The digitisation of absolutely everything in academia started in earnest about 20 years ago. It is sometimes difficult to find materials produced before that. Even for digitised materials, in those days, future-proofing was not a matter of high priority. Computer technology was so new in the humanities that I doubt whether anybody considered how much it might change in the future. For example, Nils-Lennart's earliest materials within the Ormulum were written with MS Word 6, which was written for Windows 95 with the .doc extension. Not so different from today, really, but if I try to open those documents in MS Word 2019 on a Windows 10 machine, the Middle English is rendered in the Greek alphabet. Literally, it is all Greek to me.

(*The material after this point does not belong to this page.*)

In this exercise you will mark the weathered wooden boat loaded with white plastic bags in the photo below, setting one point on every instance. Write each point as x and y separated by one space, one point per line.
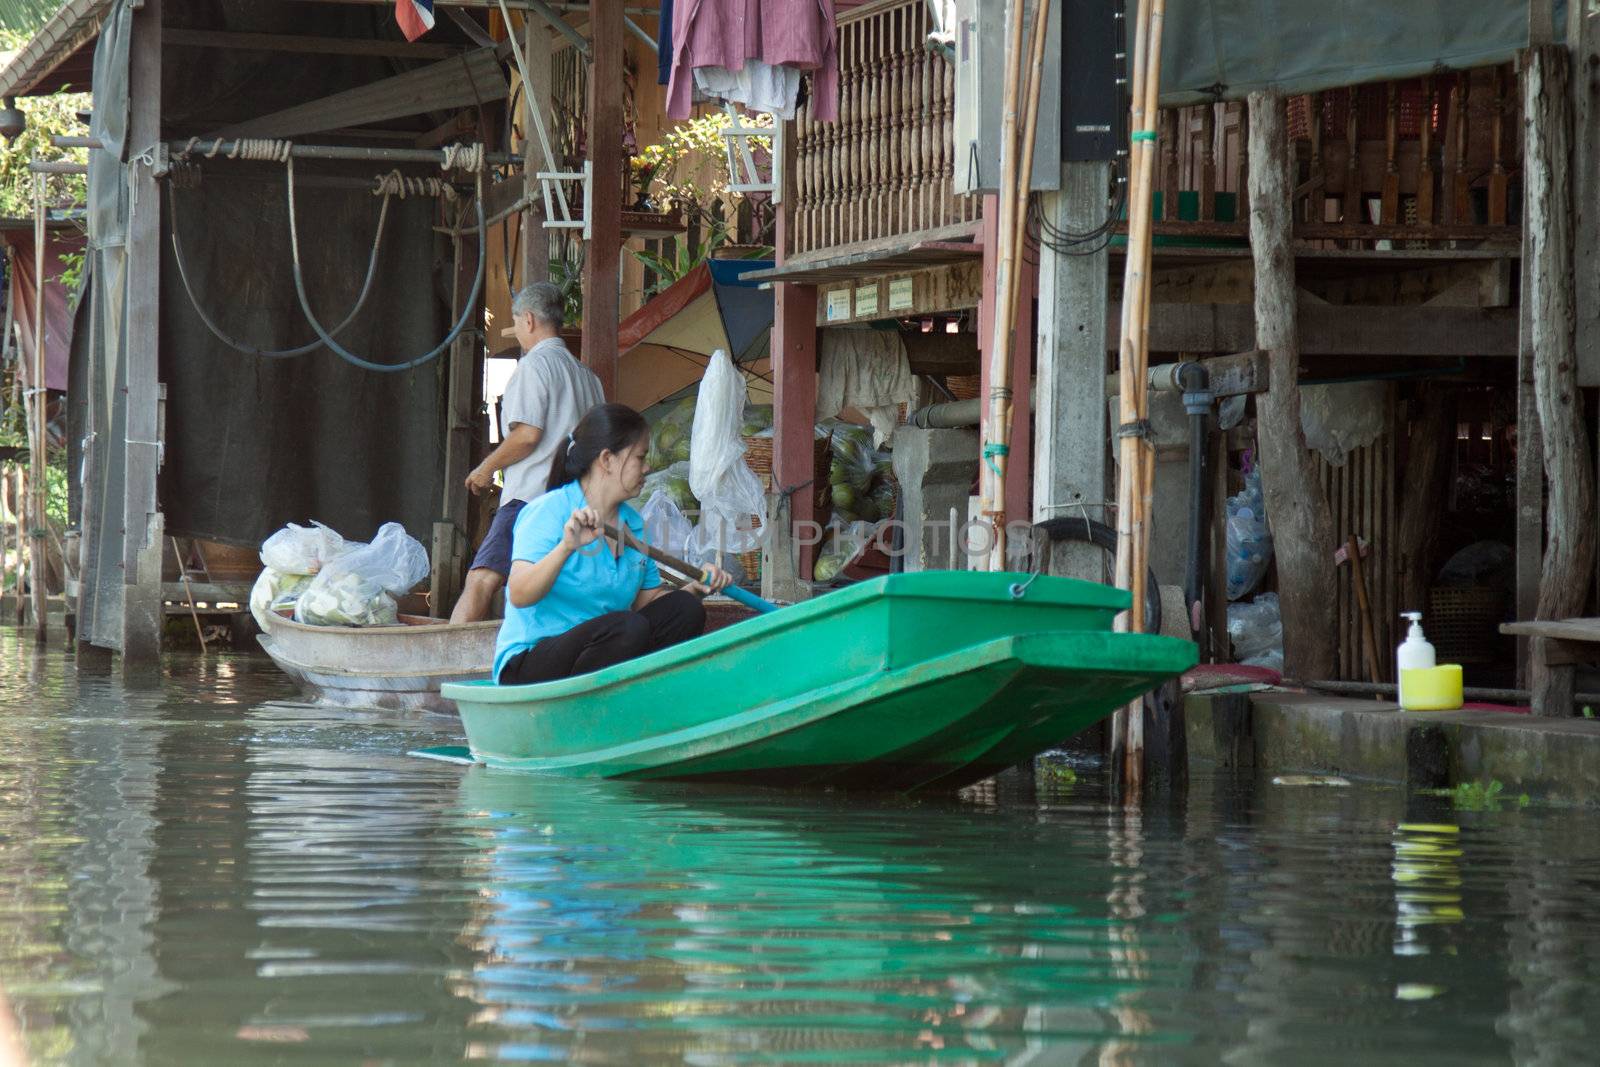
382 666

At the moment, I'm working on the introduction to the critical edition. This means I have to make clear, uncontroversial generalisations based on the historical research on the text. In order to do this, I am making an annotated bibliography which I hope will be published in the project at some point. First priority, of course, is to collate all the important findings from Nils-Lennart's own published work. One paper, from 1997, "Overwriting, deletion and erasure: exploring the changes in the Ormulum manuscript" is referenced, for example, in Jane Roberts' helpful and informative Guide to Scripts used in English Writings up to 1500 (pictured). The original journal in which this article was published is Jestin', which as as far as I can tell has never had an Internet presence of any kind, and extended only to two issues

Jane Roberts Guide to Scripts
Jane Roberts Guide to Scripts

(1996 and 1997). I think it must have been the in-house magazine for the English Department in Trondheim, as copies exist in only four places - three university libraries in Trondheim and the deposit library in Oslo. The article doesn't seem to exist anywhere else, except via the Wayback Machine for the second version of the Ormulum Project website. I've therefore decided to add the article here, on this third version of the Project webiste. The irony of this is not lost on me, as there is no future-proofing on the website at the time of writing either. This is something I will be looking into when we develop the one-page application version of the site, which we hope will last a good few decades before becoming obsolete, and will be easy to convert to the space-age sci-fi type future formats the project will hopefully take once I pass it on to future generations.